56. If the petition were in order it is not contested that a petitioner might amend it and this brings us to the last ground urged regarding the non-compliance with the provisions of Sections 108 to III of the Act. Some authority was cited before us for the position that an amendment of a petition whereby a prayer for the further relief was given up, amounted to a withdrawal of the petition in part, attracting the safeguards provided by Sections 108 to III. In view however of the considerations to which we shall immediately refer, we do not think it profitable or necessary to canvass the correctness of this argument. Mr. Nambiar told us that he had raised the objection about the non-compliance with Sections 108 to III merely as an argument for showing that the amendment ought not to have been allowed, and that he was not desirous that Kunju Thevar should follow the procedure prescribed by Sections 108 to 111 if we were of the opinion that an amendment was permissible. In the circumstances in which the amendment was applied for, it is clear that there was no question of any bargain between the parties. This apart, taking into account all the circumstances of the case it appears to us that no purpose would be served by following the procedure prescribed by the provisions in Section 108, etc. At the date of the petition for amendment no charge of recrimination against Jayarama Reddiar had been made and no such recrimination could take place because it was barred by limitation under the proviso to Section 97(1). It is these circumstances which we have taken into account in holding that it is not necessary to interfere with the order of the Tribunal on the ground that the procedure prescribed by Sections 108 to 111 had not been followed assuming that the giving up of a further relief amounts to a withdrawal in part of the petition.

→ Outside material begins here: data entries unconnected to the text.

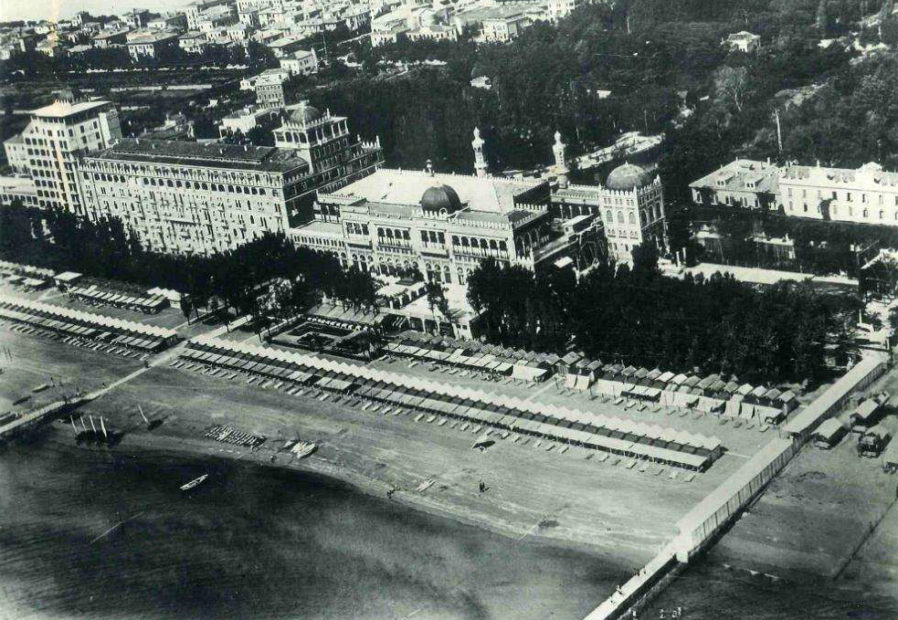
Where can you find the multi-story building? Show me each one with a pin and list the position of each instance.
(335, 156)
(184, 197)
(505, 28)
(245, 120)
(105, 40)
(269, 87)
(193, 42)
(866, 195)
(16, 154)
(301, 63)
(190, 198)
(150, 44)
(395, 221)
(741, 183)
(630, 205)
(18, 189)
(56, 136)
(137, 19)
(557, 9)
(443, 225)
(194, 11)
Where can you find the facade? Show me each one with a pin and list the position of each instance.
(269, 87)
(245, 120)
(20, 189)
(443, 225)
(189, 198)
(105, 40)
(630, 206)
(150, 44)
(56, 136)
(16, 154)
(741, 183)
(184, 197)
(301, 63)
(867, 195)
(335, 157)
(137, 19)
(504, 29)
(193, 42)
(394, 221)
(287, 45)
(557, 9)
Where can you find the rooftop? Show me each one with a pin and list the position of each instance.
(403, 187)
(737, 174)
(172, 152)
(63, 109)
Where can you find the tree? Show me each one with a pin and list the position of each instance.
(731, 84)
(822, 20)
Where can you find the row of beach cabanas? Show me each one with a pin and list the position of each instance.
(711, 394)
(88, 325)
(152, 304)
(609, 434)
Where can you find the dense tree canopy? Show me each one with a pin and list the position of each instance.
(642, 318)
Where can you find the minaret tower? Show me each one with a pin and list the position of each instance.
(479, 161)
(561, 168)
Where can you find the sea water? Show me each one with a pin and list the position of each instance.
(93, 534)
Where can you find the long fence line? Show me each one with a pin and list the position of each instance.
(709, 519)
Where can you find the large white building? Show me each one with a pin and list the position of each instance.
(55, 137)
(866, 195)
(443, 225)
(184, 197)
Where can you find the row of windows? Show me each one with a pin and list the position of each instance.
(847, 196)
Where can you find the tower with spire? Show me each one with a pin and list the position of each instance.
(561, 168)
(479, 160)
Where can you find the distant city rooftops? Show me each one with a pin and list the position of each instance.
(264, 158)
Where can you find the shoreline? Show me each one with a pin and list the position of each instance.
(139, 445)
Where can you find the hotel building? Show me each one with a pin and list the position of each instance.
(184, 197)
(56, 136)
(867, 195)
(443, 225)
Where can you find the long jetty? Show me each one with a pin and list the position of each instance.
(37, 417)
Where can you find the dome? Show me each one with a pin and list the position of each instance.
(628, 177)
(303, 114)
(440, 197)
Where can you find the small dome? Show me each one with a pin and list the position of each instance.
(628, 177)
(440, 197)
(304, 114)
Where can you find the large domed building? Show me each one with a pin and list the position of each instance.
(630, 205)
(440, 200)
(627, 177)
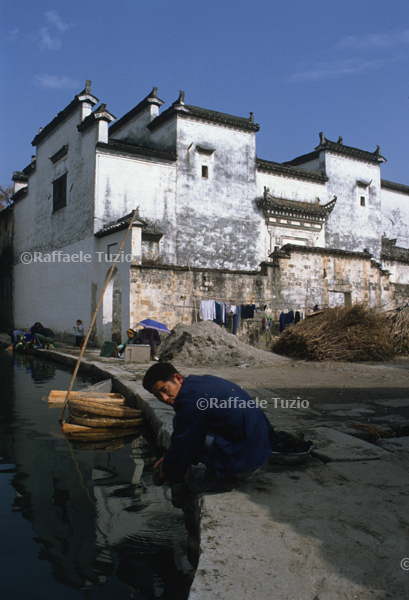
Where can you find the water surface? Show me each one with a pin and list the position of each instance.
(79, 522)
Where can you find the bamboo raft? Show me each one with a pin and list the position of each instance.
(57, 397)
(97, 417)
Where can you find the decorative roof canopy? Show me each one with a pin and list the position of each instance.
(119, 224)
(294, 208)
(285, 170)
(187, 111)
(339, 148)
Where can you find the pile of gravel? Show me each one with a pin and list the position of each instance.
(206, 343)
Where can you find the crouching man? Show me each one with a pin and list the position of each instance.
(216, 423)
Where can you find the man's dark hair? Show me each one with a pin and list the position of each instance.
(158, 372)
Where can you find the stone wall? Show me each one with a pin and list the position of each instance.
(297, 280)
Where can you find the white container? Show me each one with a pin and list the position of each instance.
(138, 353)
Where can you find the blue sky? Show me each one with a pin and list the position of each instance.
(337, 66)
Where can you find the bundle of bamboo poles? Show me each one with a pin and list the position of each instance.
(351, 334)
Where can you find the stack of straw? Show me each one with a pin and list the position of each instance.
(351, 334)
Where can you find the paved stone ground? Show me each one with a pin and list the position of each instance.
(334, 528)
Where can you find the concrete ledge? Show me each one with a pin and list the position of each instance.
(333, 446)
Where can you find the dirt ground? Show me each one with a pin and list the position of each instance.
(334, 528)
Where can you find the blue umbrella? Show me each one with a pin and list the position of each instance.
(151, 324)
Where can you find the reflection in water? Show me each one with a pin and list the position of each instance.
(95, 515)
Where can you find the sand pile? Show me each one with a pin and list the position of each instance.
(206, 343)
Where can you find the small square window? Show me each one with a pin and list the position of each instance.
(112, 251)
(60, 193)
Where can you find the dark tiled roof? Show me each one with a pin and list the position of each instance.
(100, 113)
(62, 116)
(30, 168)
(288, 248)
(19, 176)
(396, 187)
(292, 172)
(21, 193)
(119, 224)
(301, 160)
(294, 208)
(187, 111)
(127, 148)
(339, 148)
(151, 98)
(63, 151)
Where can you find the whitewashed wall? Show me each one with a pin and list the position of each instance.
(218, 223)
(395, 216)
(56, 293)
(123, 183)
(350, 225)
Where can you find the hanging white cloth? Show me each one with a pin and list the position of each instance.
(207, 310)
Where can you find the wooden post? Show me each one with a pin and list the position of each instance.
(84, 345)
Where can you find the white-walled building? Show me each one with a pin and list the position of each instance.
(210, 213)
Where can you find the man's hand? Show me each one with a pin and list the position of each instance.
(159, 462)
(158, 476)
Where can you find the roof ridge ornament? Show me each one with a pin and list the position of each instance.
(181, 99)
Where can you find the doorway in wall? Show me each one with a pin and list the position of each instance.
(339, 299)
(112, 309)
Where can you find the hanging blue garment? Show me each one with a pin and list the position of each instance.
(236, 320)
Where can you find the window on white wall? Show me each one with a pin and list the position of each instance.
(112, 251)
(60, 192)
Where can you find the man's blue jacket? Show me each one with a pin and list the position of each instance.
(243, 436)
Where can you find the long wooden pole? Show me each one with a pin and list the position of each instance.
(84, 345)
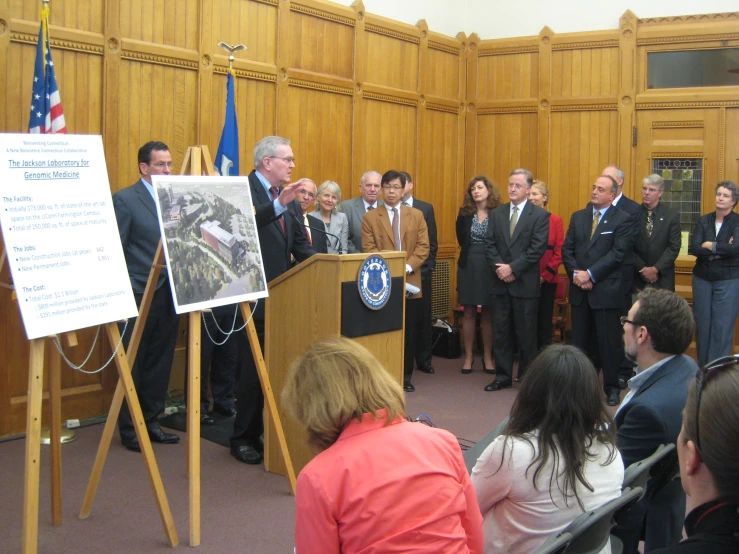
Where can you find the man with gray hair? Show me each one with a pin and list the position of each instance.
(355, 208)
(658, 242)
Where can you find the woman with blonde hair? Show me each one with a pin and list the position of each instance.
(379, 482)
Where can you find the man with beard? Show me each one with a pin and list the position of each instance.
(657, 330)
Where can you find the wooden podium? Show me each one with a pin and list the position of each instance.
(304, 306)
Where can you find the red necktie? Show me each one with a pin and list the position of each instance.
(275, 192)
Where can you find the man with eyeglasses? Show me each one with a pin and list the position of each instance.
(355, 208)
(281, 238)
(394, 226)
(594, 249)
(138, 225)
(657, 331)
(516, 239)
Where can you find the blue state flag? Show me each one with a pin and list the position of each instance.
(227, 156)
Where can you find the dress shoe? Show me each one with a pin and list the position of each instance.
(131, 444)
(488, 370)
(246, 454)
(157, 435)
(227, 411)
(614, 398)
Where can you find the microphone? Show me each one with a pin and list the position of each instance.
(300, 222)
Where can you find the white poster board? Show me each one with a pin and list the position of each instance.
(210, 241)
(60, 233)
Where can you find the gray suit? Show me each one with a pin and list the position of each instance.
(339, 226)
(354, 210)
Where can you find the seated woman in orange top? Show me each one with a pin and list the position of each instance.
(379, 483)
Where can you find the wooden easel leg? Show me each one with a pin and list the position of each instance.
(139, 425)
(193, 425)
(33, 446)
(269, 396)
(55, 430)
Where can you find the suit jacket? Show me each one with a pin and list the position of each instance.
(339, 226)
(653, 416)
(602, 255)
(277, 245)
(661, 249)
(354, 211)
(138, 227)
(522, 251)
(377, 235)
(428, 215)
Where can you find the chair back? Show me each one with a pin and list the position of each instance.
(471, 455)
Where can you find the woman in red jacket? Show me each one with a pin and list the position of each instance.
(548, 265)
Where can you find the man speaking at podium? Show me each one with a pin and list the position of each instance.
(138, 226)
(278, 215)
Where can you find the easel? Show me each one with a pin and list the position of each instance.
(197, 161)
(33, 432)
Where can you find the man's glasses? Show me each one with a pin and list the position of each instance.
(702, 377)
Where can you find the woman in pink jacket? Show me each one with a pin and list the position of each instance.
(379, 483)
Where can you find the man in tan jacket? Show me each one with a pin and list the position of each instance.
(394, 226)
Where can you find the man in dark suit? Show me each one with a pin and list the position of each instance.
(312, 225)
(138, 225)
(397, 227)
(516, 240)
(622, 202)
(424, 342)
(657, 330)
(355, 208)
(281, 236)
(658, 242)
(593, 252)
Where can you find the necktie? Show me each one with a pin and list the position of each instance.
(596, 220)
(514, 219)
(275, 192)
(307, 229)
(396, 229)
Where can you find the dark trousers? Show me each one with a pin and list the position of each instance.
(153, 362)
(598, 334)
(424, 340)
(219, 362)
(249, 421)
(513, 322)
(413, 315)
(546, 313)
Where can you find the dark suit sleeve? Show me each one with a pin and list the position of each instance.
(568, 249)
(537, 246)
(622, 240)
(639, 435)
(667, 260)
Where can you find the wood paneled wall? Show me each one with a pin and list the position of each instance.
(354, 92)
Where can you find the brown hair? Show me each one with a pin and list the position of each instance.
(337, 380)
(468, 205)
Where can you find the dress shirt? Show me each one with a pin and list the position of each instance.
(397, 487)
(640, 378)
(518, 516)
(279, 208)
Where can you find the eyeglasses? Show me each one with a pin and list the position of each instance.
(701, 378)
(290, 160)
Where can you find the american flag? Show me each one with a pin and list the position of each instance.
(46, 104)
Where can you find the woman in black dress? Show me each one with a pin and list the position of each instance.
(473, 272)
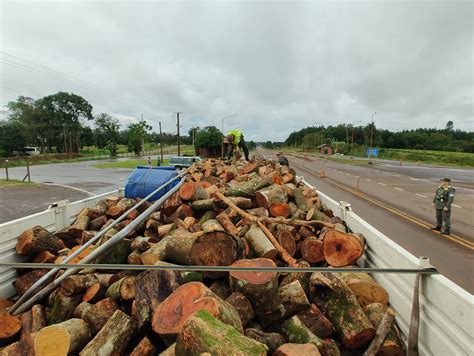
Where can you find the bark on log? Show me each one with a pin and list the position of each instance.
(259, 287)
(151, 289)
(260, 244)
(243, 307)
(170, 316)
(296, 332)
(113, 338)
(339, 304)
(45, 257)
(393, 344)
(280, 209)
(36, 240)
(68, 337)
(99, 313)
(32, 321)
(287, 241)
(290, 349)
(316, 322)
(123, 289)
(272, 340)
(341, 249)
(217, 248)
(272, 194)
(202, 332)
(60, 307)
(25, 281)
(9, 326)
(312, 250)
(365, 288)
(145, 348)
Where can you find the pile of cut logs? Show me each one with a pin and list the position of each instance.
(241, 214)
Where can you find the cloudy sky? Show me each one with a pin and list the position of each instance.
(279, 66)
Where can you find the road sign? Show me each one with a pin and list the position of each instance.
(374, 152)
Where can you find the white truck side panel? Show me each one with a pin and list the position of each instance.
(56, 217)
(446, 310)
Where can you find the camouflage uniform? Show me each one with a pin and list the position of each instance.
(444, 197)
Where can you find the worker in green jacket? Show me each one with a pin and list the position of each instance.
(235, 138)
(442, 202)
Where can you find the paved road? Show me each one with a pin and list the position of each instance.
(451, 259)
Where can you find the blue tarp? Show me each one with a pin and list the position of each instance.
(145, 180)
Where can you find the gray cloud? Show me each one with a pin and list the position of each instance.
(280, 66)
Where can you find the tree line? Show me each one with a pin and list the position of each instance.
(61, 123)
(447, 139)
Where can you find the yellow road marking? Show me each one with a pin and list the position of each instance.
(459, 240)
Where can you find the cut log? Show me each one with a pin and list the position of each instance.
(151, 289)
(202, 332)
(145, 348)
(287, 241)
(365, 288)
(260, 244)
(341, 249)
(272, 340)
(9, 327)
(123, 289)
(316, 322)
(170, 316)
(77, 283)
(99, 313)
(36, 240)
(217, 248)
(178, 247)
(60, 307)
(339, 304)
(32, 321)
(243, 307)
(113, 338)
(45, 257)
(261, 288)
(280, 209)
(296, 332)
(393, 344)
(25, 281)
(297, 350)
(312, 250)
(292, 299)
(68, 337)
(272, 194)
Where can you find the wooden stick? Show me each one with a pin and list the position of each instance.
(381, 333)
(284, 255)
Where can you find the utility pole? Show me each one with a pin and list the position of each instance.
(161, 144)
(177, 125)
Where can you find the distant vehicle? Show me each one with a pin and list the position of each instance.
(183, 162)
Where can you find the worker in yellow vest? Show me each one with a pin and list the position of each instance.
(235, 138)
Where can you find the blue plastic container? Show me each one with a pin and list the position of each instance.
(145, 180)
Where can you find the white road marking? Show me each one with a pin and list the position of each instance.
(68, 186)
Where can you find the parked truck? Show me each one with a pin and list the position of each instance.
(446, 310)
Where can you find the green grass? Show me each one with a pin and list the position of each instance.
(128, 164)
(17, 183)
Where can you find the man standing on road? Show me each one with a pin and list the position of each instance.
(442, 201)
(235, 138)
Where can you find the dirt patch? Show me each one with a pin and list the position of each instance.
(20, 201)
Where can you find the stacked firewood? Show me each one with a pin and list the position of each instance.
(242, 215)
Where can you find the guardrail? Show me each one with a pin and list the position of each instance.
(57, 216)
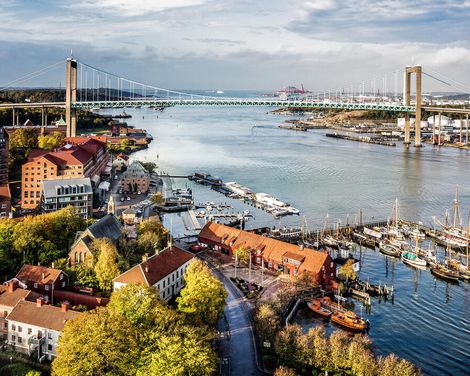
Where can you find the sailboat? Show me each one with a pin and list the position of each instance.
(412, 258)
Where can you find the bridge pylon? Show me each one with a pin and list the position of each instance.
(71, 96)
(409, 70)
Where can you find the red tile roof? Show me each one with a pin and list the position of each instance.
(38, 274)
(156, 267)
(46, 316)
(271, 249)
(10, 299)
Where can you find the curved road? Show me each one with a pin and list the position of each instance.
(237, 349)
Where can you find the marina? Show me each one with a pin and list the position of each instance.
(311, 175)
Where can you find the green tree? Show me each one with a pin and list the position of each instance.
(106, 265)
(96, 343)
(203, 296)
(51, 141)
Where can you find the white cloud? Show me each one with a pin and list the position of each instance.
(130, 8)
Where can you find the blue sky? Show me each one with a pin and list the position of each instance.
(238, 44)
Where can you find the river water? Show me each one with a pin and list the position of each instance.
(428, 321)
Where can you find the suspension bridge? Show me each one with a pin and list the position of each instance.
(90, 88)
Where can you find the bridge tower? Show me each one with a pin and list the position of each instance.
(71, 96)
(409, 70)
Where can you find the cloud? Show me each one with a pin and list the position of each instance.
(131, 8)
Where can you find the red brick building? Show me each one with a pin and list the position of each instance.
(272, 254)
(42, 280)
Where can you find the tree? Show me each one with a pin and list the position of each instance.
(287, 345)
(204, 295)
(267, 322)
(347, 269)
(157, 199)
(183, 352)
(284, 371)
(51, 141)
(96, 343)
(106, 265)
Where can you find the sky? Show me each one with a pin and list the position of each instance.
(240, 44)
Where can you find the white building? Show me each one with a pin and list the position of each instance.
(60, 193)
(164, 271)
(35, 327)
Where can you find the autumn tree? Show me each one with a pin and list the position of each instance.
(204, 295)
(267, 322)
(51, 141)
(106, 265)
(96, 343)
(284, 371)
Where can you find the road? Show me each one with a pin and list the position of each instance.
(237, 350)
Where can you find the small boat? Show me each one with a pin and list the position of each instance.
(350, 321)
(413, 260)
(316, 306)
(390, 250)
(444, 272)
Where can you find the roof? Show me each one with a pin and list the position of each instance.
(50, 185)
(5, 191)
(38, 274)
(271, 249)
(10, 299)
(46, 316)
(156, 267)
(135, 169)
(106, 227)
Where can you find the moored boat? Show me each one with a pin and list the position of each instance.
(412, 259)
(444, 272)
(316, 306)
(390, 250)
(349, 320)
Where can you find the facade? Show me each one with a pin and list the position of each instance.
(10, 295)
(164, 271)
(120, 162)
(107, 227)
(60, 193)
(272, 254)
(87, 159)
(34, 327)
(42, 280)
(136, 178)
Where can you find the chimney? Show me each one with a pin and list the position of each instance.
(12, 286)
(64, 307)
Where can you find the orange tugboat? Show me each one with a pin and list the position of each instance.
(320, 305)
(350, 320)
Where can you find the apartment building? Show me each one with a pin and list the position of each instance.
(60, 193)
(74, 160)
(164, 271)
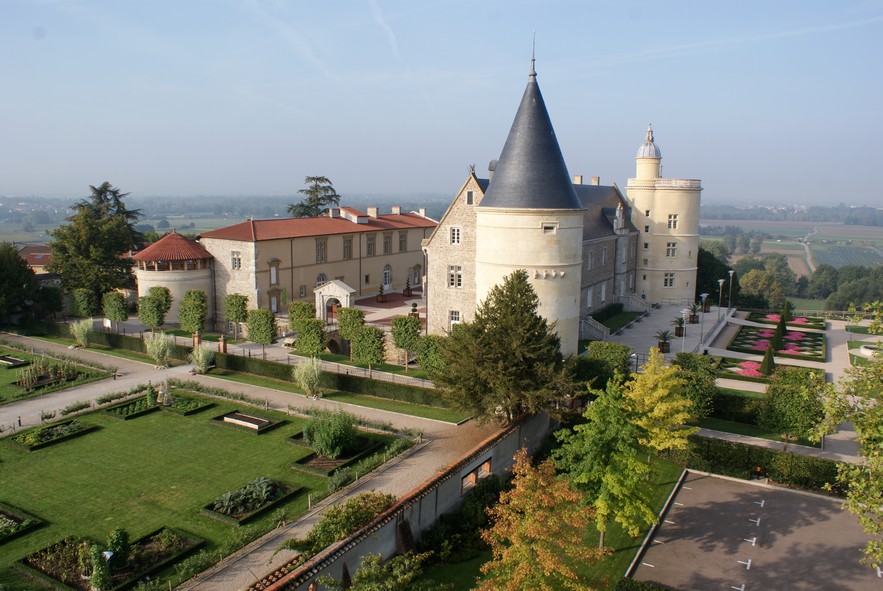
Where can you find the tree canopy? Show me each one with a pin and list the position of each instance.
(91, 251)
(319, 196)
(506, 361)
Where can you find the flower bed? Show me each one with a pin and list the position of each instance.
(15, 522)
(246, 421)
(40, 437)
(797, 344)
(239, 506)
(132, 409)
(796, 321)
(58, 564)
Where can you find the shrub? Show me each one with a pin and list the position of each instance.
(160, 347)
(202, 357)
(331, 434)
(80, 331)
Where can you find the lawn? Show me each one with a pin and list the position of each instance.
(10, 392)
(416, 410)
(156, 470)
(603, 575)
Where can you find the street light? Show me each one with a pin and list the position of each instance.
(702, 319)
(730, 297)
(684, 313)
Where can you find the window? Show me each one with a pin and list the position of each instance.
(455, 276)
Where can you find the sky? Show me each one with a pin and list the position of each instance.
(767, 102)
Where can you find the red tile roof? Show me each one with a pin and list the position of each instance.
(273, 229)
(173, 247)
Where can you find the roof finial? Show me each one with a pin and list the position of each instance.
(533, 52)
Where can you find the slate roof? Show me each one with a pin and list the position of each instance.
(173, 247)
(274, 229)
(600, 203)
(531, 172)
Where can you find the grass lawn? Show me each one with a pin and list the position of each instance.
(156, 470)
(416, 410)
(10, 392)
(602, 575)
(614, 323)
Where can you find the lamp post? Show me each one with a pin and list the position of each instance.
(704, 296)
(684, 313)
(730, 297)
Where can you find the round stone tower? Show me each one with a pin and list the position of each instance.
(666, 212)
(531, 218)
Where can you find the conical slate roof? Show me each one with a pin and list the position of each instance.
(531, 172)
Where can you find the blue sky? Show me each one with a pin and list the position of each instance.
(765, 101)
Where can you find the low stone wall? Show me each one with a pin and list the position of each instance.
(395, 530)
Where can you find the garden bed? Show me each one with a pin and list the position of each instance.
(325, 466)
(132, 409)
(246, 421)
(797, 344)
(58, 565)
(14, 522)
(40, 437)
(286, 493)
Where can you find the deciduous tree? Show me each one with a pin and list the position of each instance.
(537, 532)
(262, 328)
(405, 334)
(236, 311)
(508, 360)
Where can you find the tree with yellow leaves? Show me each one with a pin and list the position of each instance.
(537, 533)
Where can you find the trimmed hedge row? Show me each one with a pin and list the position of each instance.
(742, 461)
(733, 407)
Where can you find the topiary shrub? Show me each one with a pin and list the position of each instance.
(331, 434)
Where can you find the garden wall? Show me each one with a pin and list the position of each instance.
(395, 530)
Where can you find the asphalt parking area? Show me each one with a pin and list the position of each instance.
(729, 535)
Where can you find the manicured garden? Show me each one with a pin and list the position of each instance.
(157, 470)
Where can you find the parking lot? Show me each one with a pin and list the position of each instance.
(725, 534)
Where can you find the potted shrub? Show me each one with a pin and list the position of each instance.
(679, 325)
(694, 313)
(664, 341)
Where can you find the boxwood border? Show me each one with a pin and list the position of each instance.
(23, 515)
(217, 515)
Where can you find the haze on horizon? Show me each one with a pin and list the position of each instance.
(766, 102)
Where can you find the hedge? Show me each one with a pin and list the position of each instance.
(733, 407)
(742, 461)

57. The next question to be considered is whether it is necessary to interfere with the order of the Tribunal allowing the petitioner to delete paragraph 7(a) and the last portion of the prayer. If the petition was in order and we have held that it was so--Kunju Thevar could have the petition amended and the Tribunal would have jurisdiction to permit such amendment. In I.A. No. 3 of 1957 Kunju Thevar did pray for the deletion of these portions of the petition and that prayer has been granted by the Tribunal. We do not see therefore any reason to interfere with the order of the Tribunal allowing this petition for amendment though, as we have stated earlier, the ground upon which this order was based is erroneous.

58. Before concluding it is necessary to refer to a preliminary objection raised by Mr. Kuppuswami Ayyar, learned Counsel for the respondent. He urged that the orders sought to be quashed were of an interlocutory nature and that in view of the provision for an appeal from a final order on the Election Petition under Section 116-A, this Court could not interfere with interlocutory orders under Article 226. We do not see much substance in this contention but in view of our decision on the merits, we do not consider it necessary to discuss this point in any detail and so refrain from doing so.

59. The result is that these petitions fail and stand dismissed. The rules issued will be discharged. There will however be no order as to costs.